Die Römer hatten einen eigenen Gott des Weins und der Freiheit, Liber, mit einem Fest im März. Bacchus ist ein anderer: der griechische Dionysos, wie er im dritten und zweiten Jahrhundert v. Chr. über Süditalien nach Rom kam — mit nächtlichen Weihen, Trommeln und Frauen, die mit Fackeln zum Fluss liefen. Die Geschichte, die Rom über ihn erzählt, ist keine Göttergeschichte. Es ist der Bericht darüber, wie der Staat ihn verbot.
Der Bericht des Livius
Im Jahr 186 v. Chr., schreibt Livius, wurden beide Konsuln „vom Heer und der Verwaltung der Kriege und Provinzen abgezogen zur Unterdrückung einer Verschwörung im Innern” (39,8). Ihr Anfang: „Ein namenloser Grieche kam zuerst nach Etrurien, ohne eine jener vielen Künste, die das griechische Volk, das höchste an Bildung, uns in Menge zur Pflege von Geist und Körper gebracht hat, sondern ein Opferpfuscher und Wahrsager” — „ein Priester geheimer Riten, die bei Nacht begangen wurden”. Zuerst wenige Eingeweihte, dann Männer und Frauen; „zum Religiösen kamen die Freuden des Weins und der Gelage hinzu, damit die Gemüter einer grösseren Zahl angezogen würden” (39,8).
Die Kronzeugin ist eine Freigelassene, Hispala, die dem Konsul erzählt, was sie als Sklavin gesehen hat: „Zuerst sei es ein Ritus für Frauen gewesen, und es sei Brauch gewesen, keinen Mann zuzulassen. An drei Tagen im Jahr habe man bei Tag in die bacchischen Riten eingeweiht; die Matronen habe man der Reihe nach zu Priesterinnen gewählt.” Dann habe eine Kampanerin, Paculla Annia, „alles verändert, wie auf Rat der Götter: Sie habe als Erste Männer eingeweiht, ihre Söhne; sie habe die Riten bei Nacht statt bei Tag gehalten und statt dreier Tage im Jahr fünf Tage der Einweihung in jedem Monat eingerichtet” (39,13). Seither, sagt sie, sei kein Verbrechen unversucht geblieben; Matronen liefen „in der Kleidung von Bacchantinnen, mit aufgelöstem Haar und brennenden Fackeln zum Tiber hinab”, tauchten die Fackeln ins Wasser und zögen sie brennend wieder heraus (39,13). Ihre Zahl sei sehr gross, „fast ein zweiter Staat”.

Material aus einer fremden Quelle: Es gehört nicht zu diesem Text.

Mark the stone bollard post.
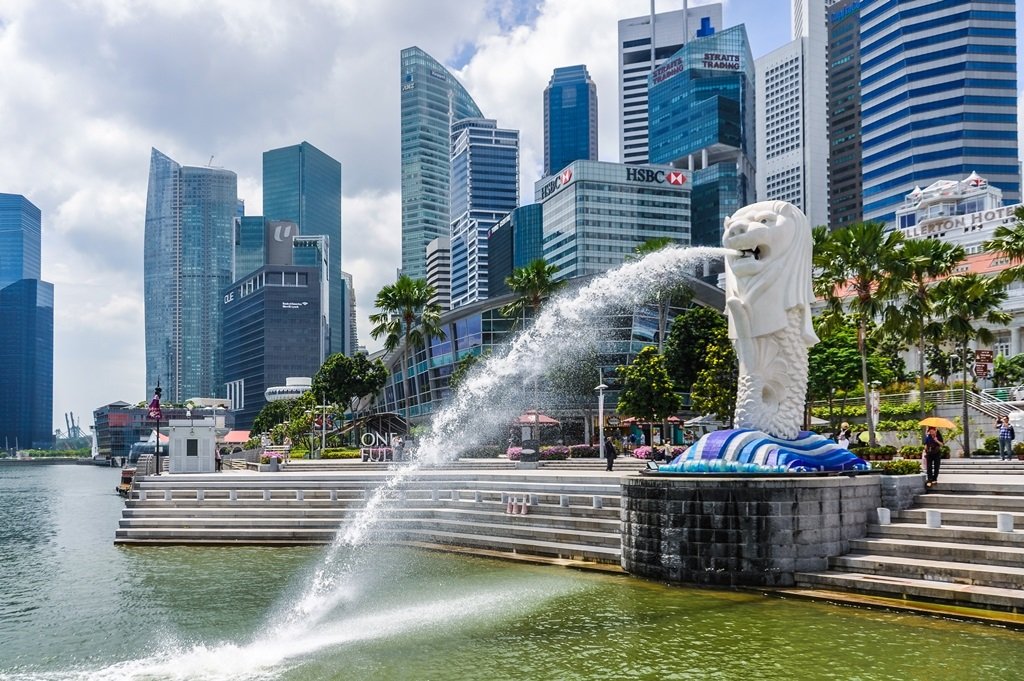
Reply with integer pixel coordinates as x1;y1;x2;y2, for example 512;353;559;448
995;513;1014;533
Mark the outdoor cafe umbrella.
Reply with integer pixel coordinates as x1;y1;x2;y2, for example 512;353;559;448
918;416;956;428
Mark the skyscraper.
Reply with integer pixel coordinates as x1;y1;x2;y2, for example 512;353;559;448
651;26;756;246
860;0;1021;222
263;141;345;353
826;0;864;228
544;65;597;177
143;148;238;402
0;194;53;449
451;119;519;309
755;0;828;225
614;3;722;164
401;47;483;279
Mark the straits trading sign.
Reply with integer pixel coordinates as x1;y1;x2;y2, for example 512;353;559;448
900;204;1024;237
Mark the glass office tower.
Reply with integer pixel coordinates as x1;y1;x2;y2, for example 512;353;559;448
0;194;53;451
860;0;1021;223
544;65;597;177
263;141;347;353
143;148;238;402
451;119;519;308
651;26;756;246
401;47;483;279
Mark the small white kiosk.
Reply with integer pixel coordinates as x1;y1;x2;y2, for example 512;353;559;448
168;419;217;473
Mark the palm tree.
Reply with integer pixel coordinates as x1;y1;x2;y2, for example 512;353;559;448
370;274;445;424
982;206;1024;285
886;239;966;419
934;272;1012;455
813;222;903;446
501;258;565;327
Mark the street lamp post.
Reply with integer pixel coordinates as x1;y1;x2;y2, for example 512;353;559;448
594;383;610;450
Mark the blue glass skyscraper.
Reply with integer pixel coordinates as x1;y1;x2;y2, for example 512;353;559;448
544;65;597;177
648;26;757;246
143;148;238;402
451;119;519;309
0;194;53;450
401;47;483;279
263;141;347;353
860;0;1021;222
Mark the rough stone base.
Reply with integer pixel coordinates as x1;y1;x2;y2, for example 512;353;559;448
622;475;881;586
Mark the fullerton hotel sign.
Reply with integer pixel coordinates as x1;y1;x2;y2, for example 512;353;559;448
901;204;1024;237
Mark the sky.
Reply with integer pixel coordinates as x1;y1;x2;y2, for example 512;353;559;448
0;0;1024;429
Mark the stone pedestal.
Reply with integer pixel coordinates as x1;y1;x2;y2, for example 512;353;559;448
622;475;881;587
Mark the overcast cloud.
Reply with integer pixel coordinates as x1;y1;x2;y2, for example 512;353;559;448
0;0;1024;428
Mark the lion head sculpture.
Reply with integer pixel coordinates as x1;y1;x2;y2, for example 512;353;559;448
722;201;818;346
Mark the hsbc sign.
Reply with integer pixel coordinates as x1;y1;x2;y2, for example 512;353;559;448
626;168;686;186
541;168;572;199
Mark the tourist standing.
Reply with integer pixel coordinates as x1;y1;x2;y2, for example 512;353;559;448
925;426;943;487
995;416;1016;461
604;437;618;470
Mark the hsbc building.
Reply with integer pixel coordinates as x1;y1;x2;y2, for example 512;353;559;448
534;161;691;279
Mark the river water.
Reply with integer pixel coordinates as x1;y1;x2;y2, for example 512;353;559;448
0;466;1024;681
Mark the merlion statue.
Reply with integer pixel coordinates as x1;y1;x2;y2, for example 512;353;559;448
722;201;818;439
653;201;869;474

Der Senat beschliesst: keine Bacchanalien mehr in Rom und Italien. „Wenn jemand einen solchen Kult für überliefert oder notwendig hielt und glaubte, ihn nicht ohne Sünde unterlassen zu können, so sollte er vor dem Stadtprätor Erklärung abgeben, und dieser sollte den Senat befragen. Wurde ihm die Erlaubnis erteilt, bei einer Sitzung mit nicht weniger als hundert Anwesenden, so durfte er das Opfer vollziehen, vorausgesetzt, dass nicht mehr als fünf Personen am Ritus teilnahmen” (39,18). Der Gott wurde nicht abgeschafft. Er wurde auf fünf Personen und einen Antrag beschränkt — die römischste Lösung, die es gibt.
Pentheus
Dass die Angst vor diesem Gott älter ist als Rom, wusste Ovid, der zwei Jahrhunderte später die griechische Geschichte vom König erzählte, der ihn nicht anerkennen wollte. Der blinde Seher Tiresias warnt Pentheus von Theben: Ein Tag werde kommen, „an dem neu hierher komme, Semeles Spross, Liber”, und wenn du ihn nicht mit Tempeln ehrst, „wirst du in tausend Stücke zerrissen” (Metamorphosen 3,517–522). Pentheus lacht ihn aus. Seine Rede an die Thebaner ist die Rede jedes Konsuls: Ob denn „Erz, gegen Erz geschlagen, die Flöte mit gebogenem Horn und magischer Betrug” so viel vermöchten, dass Männer, die kein Schwert und keine Trompete erschreckt habe, „von Frauenstimmen, von weingetriebenem Wahnsinn, von obszönen Scharen und leeren Handpauken besiegt” würden? (3,531–537). Was auf diese Rede folgt, weiss der Leser Ovids und wusste der Leser des Livius: Der König, der den Gott verbietet, wird von seiner eigenen Mutter zerrissen.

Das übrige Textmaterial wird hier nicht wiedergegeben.